Kaum waren die Geschenke ausgepackt, brach das Shoppingfieber erneut aus. In vielen Warenhäusern und Läden begann am 27. Dezember die grosse Rabattschlacht. Mit Vergünstigungen von bis zu 50 Prozent und Sonderangeboten lockten die Geschäfte am Donnerstag Familien, Paare und Teenager in die Läden. Im Manor an der Zürcher Bahnhofstrasse etwa herrschte um die Mittagszeit grosser Trubel. «Jetzt waren zwei Feiertage und man sieht: Die Kunden sehnen sich nach Shopping», sagte Stephan Böger, Direktor von Manor Zürich. Vor allem stürzten sie sich auf Schnäppchen in der Parfümerieabteilung, auf die teilweise bis zu 50 Prozent vergünstigte Herbst- und Wintermode sowie auf Kochutensilien wie Bratpfannen. Auch im Zürcher Shoppingzentrum Sihlcity war schon um 10 Uhr morgens einiges los. Im Spielzeugladen kurvten Mütter mit Kinderwagen und kleinen Kindern an der Hand herum, die mit Playmobil liebäugelten. Kaniau Jakaf (21) war im Body Shop auf Geschenksuche. Die Schnäppchenjäger reisten aus der ganzen Schweiz nach Zürich.  

(www.20minuten.ch)

Das kapitalistische Wirtschaftssystem braucht den kapitalistischen Menschen, sonst würde es nicht funktionieren. Dieser kapitalistische Mensch gibt der Wirtschaft seine Arbeitskraft – er ist der eigentliche Arbeitgeber – und bekommt dafür die Entlöhnung eines Teils der von ihm erbrachten Leistung – der andere Teil fliesst in die Taschen der Geschäftsführer, Firmenbesitzer und Aktionäre. In seiner Freizeit ist der kapitalistische Mensch Konsument und gibt den grössten Teil seiner Entlöhnung wieder aus – für zahllose nötige und unnötige Dinge. Und auch beim Konsumieren fliesst wieder ein Teil des Geldes in die Taschen der Geschäftsführer, Firmenbesitzer und Aktionäre. Die Devise für den kapitalistischen Menschen lautet, dass er möglichst fleissig arbeiten und möglichst viel konsumieren soll – dafür sorgt der Riesenpropagandaapparat der Werbung. So dient der kapitalistische Mensch zweifach der Vermehrung des Kapitals in den Händen der Reichen und Mächtigen, während er selber – je nach der Höhe seiner Entlöhnung – mehr oder weniger stark an den Segnungen der Warenwelt partizipiert – zumindest in einem Masse, dass er zufrieden ist und nicht gegen das System aufbegehrt.
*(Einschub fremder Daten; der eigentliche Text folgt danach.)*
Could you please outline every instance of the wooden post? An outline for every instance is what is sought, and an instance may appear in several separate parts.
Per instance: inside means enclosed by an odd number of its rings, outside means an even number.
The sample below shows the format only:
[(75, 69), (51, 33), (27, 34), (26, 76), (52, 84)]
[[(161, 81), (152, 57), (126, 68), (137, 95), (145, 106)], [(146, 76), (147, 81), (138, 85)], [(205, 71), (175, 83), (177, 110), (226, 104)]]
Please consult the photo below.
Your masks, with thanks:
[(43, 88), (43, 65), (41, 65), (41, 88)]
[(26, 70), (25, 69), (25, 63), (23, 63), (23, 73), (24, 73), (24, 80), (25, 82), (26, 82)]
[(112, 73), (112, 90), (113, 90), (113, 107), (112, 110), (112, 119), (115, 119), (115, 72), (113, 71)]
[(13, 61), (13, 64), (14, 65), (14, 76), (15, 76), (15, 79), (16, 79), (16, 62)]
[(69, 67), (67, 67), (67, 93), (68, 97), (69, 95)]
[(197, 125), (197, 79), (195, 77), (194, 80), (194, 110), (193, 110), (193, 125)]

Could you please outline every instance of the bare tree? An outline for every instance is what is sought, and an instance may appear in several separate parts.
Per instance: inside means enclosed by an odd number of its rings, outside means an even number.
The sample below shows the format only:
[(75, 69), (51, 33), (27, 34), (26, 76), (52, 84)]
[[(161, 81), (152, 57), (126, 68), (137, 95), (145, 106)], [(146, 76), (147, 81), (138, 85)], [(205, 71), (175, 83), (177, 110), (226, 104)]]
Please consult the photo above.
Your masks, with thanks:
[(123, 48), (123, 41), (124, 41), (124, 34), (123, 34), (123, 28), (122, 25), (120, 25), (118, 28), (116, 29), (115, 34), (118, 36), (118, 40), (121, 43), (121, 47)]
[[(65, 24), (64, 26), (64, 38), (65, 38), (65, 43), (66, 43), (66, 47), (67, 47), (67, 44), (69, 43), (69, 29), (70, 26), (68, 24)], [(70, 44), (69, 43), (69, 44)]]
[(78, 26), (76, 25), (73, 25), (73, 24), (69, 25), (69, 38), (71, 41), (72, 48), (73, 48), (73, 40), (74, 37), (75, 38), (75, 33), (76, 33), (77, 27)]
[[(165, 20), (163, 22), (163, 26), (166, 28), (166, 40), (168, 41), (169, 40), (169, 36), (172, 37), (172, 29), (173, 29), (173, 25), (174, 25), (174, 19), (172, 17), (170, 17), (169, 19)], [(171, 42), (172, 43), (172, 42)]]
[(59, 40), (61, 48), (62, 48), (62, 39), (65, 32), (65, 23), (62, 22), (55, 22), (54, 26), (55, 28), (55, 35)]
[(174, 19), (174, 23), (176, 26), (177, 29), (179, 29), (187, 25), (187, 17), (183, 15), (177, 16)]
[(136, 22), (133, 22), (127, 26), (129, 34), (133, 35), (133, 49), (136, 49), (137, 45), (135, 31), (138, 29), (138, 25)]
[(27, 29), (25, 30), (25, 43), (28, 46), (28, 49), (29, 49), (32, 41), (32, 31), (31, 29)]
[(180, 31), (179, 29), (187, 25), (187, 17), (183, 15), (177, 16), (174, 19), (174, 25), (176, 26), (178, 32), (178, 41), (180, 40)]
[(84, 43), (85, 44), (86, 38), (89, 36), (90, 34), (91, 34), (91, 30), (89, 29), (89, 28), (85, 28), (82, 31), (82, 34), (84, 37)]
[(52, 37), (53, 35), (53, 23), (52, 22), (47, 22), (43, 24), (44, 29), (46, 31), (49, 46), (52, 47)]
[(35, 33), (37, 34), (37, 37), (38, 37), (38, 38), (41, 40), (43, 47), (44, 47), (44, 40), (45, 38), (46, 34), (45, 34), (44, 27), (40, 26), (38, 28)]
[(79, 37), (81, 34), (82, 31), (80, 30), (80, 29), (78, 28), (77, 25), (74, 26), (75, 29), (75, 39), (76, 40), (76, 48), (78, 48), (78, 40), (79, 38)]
Ein weiteres Argument für einen weltweiten Einheitslohn

Wer bei einer grossen Schweizer Firma den Kundendienst anruft, dürfte eigentlich erwarten, dass das Anliegen in der Schweiz behandelt wird. Viele Unternehmen haben den Kundendienst aber längst ausgelagert. Vor allem in der Telekommunikationsbranche und im Bereich der Luftfahrt zeigt sich, dass Firmen mit Sitz in der Schweiz nicht nur auf Schweizer Kundendienste setzen. So etwa hat Sunrise Call-Centers in Deutschland, Kosovo Rumänien und der Türkei. Salt betreibt Call-Centers in Griechenland und Portugal. Die Hälfte der Anfragen an UPC Schweiz landen in Deutschland, Marokko, Rumänien und der Slowakei. Der Flughafen-Dienstleister Swissport hat die Gepäcksuche von Zürich nach Bukarest ausgelagert. Kundenanfragen an Easyjet Switzerland landen in Deutschland, Marokko, Polen und Südafrika.

(www.20minuten.ch)

Der kapitalistische Gewinnmaximierungswahn treibt allenthalben seine wildesten Blüten. Nicht zuletzt den Trend, alle Tätigkeiten, die sich an einem anderen Ort erledigen lassen, dorthin auszulagern, wo die Lohnkosten niedriger sind. Dies verhindern kann nur ein weltweiter Einheitslohn – damit die Preise, die Löhne und der Wert von Arbeit und Produkten über alle Grenzen hinweg identisch sind.